The chair of the Criminal Bar Association has said the plight of practitioners already working 'flexible’ hours could be exacerbated by a government pilot to keep courts open until late.
In his weekly update, posted, Francis FitzGibbon QC said many advocates are already plagued by the 'ungoverned’ practice of ‘flexible operating hours’.

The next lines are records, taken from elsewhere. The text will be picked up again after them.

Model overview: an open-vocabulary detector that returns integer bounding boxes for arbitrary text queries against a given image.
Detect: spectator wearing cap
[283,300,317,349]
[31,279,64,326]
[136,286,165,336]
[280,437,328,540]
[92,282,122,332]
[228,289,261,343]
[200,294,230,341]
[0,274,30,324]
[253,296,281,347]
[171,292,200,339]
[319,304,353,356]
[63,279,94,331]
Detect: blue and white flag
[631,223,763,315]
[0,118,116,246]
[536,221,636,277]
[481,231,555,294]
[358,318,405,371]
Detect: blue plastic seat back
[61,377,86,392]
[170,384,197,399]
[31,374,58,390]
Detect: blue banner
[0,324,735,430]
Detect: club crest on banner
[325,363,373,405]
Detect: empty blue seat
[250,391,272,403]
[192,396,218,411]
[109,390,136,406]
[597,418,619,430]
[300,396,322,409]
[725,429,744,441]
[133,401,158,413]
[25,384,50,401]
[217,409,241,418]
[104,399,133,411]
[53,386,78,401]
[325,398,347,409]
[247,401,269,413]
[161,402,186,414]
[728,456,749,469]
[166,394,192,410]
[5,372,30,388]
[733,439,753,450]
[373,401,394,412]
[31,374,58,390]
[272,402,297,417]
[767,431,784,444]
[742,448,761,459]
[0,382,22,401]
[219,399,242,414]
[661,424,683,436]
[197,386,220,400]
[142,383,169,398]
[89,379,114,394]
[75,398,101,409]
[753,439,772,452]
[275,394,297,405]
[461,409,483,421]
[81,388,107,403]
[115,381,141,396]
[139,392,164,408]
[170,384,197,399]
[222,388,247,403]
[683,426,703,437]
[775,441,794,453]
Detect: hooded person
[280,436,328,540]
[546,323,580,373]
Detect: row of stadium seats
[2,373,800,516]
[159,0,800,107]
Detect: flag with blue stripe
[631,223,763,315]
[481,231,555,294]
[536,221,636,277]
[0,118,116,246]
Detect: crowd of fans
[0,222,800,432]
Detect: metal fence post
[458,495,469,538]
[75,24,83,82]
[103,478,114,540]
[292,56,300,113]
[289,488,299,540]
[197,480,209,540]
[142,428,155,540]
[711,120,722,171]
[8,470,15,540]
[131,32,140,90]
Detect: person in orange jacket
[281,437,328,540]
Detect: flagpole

FitzGibbon said: 'At a meeting of the Bar Council on Saturday, people spoke of: a magistrates court that sat till 9pm before giving a decision; a Crown court that repeatedly listed a case at 7.15am; the tendency of judges to sit beyond 1pm but restart before 2pm, while video link conferences are arranged during the lunch break; listings at 9.15pm and not before 3.45pm.
'Extreme examples, or a pattern of disregard for the people who attend court because they have to, as judges, advocates, staff or participants in cases?'
HM Courts & Tribunals Service plans to extend court hours 'will not help', FitzGibbon said.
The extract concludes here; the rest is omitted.